- Thousands of hospitality workers picketed outside eight resorts owned by MGM Resorts and Caesars Entertainment on the Las Vegas Strip Thursday, according to Culinary Union Local 226.
- The workers, holding signs reading “Contract Now!”, are still in negotiations with their employers for a new five-year union contract. The union is seeking expanded safety measures, reduced workloads for guest room attendants, and “substantial” wage and benefit increases.
- The Culinary Union — which consists of the Culinary and Bartenders Unions in Las Vegas — voted overwhelmingly to authorize a strike last month. If an agreement with resort employers isn’t reached, a strike could impact up to 40,000 resort employees.
The action on Thursday marked the first time in nearly two decades that Culinary Union members have picketed along the Strip.
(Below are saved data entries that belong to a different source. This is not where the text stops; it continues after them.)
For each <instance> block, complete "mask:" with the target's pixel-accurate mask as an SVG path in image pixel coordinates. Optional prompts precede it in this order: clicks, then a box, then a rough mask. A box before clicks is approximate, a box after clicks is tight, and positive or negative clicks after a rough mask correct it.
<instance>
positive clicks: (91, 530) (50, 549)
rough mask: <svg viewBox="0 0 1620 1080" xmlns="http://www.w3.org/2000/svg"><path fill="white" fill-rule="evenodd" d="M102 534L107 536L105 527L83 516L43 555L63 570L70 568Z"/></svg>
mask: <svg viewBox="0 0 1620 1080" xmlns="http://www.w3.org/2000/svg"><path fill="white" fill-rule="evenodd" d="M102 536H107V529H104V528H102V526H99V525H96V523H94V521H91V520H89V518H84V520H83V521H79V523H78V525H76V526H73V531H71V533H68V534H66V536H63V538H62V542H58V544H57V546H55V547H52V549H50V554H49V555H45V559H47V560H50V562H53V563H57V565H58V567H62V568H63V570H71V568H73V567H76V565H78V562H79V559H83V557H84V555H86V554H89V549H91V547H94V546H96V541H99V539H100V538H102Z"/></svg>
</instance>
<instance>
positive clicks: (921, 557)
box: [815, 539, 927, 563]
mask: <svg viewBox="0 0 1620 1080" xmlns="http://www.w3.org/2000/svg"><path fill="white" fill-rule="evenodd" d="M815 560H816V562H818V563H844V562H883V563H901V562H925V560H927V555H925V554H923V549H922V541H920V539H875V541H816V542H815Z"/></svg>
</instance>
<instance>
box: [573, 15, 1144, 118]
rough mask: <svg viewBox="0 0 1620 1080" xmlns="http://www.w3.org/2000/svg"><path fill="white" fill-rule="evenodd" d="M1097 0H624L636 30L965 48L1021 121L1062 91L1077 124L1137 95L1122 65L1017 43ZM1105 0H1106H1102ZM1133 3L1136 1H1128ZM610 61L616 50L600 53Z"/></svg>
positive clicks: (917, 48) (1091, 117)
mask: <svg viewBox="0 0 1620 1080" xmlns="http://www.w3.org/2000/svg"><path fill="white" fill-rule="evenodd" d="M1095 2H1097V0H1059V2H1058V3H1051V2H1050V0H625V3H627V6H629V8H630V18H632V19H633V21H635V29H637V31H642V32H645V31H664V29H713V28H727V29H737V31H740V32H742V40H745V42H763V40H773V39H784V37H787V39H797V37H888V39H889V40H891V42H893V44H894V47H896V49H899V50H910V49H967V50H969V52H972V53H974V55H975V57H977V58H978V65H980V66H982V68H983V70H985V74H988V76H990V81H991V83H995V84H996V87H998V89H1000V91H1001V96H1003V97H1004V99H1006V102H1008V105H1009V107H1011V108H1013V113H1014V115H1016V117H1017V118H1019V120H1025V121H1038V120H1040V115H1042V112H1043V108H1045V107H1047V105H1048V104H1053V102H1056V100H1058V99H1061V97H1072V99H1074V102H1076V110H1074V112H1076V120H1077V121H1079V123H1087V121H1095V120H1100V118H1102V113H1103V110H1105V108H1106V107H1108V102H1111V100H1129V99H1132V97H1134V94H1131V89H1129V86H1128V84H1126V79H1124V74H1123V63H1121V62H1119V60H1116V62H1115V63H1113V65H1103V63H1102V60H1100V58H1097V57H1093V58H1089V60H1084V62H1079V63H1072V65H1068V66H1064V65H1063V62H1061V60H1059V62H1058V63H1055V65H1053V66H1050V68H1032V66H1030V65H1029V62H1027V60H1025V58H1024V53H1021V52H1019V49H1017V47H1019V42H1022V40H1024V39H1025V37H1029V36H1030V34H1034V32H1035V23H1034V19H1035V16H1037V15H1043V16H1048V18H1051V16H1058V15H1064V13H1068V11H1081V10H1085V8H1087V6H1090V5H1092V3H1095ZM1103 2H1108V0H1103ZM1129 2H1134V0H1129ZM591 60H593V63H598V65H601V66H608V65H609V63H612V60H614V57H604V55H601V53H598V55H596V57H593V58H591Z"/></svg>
The Vegas workers’ labor dispute has garnered national attention since their authorization of a Strike in September. Shortly after the strike vote, the White House commented to The Messenger: “President Biden believes all workers should have good jobs with fair pay and benefits that give them the opportunity to provide for themselves and their families.”
“As the Culinary and Bartenders Unions continue contract negotiations, we urge the discussions to move forward in good faith and hope both sides come to an agreement that preserves the city’s high quality hospitality jobs and gives all workers the quality of life they deserve,” the statement from Robyn Patterson, the assistant White House press secretary, continued.
The union has a history of successful strikes. In 1984, 17,000 union members struck at properties along the Strip and emerged 67 days later with settled contracts.
The union’s last strike authorization vote took place in 2018, but workers were able to finalize contracts before walking out.
The Culinary Union is affiliated with Unite Here, the union organizing hotel worker strikes in California. It has asked visitors to Las Vegas not to cross active picket lines.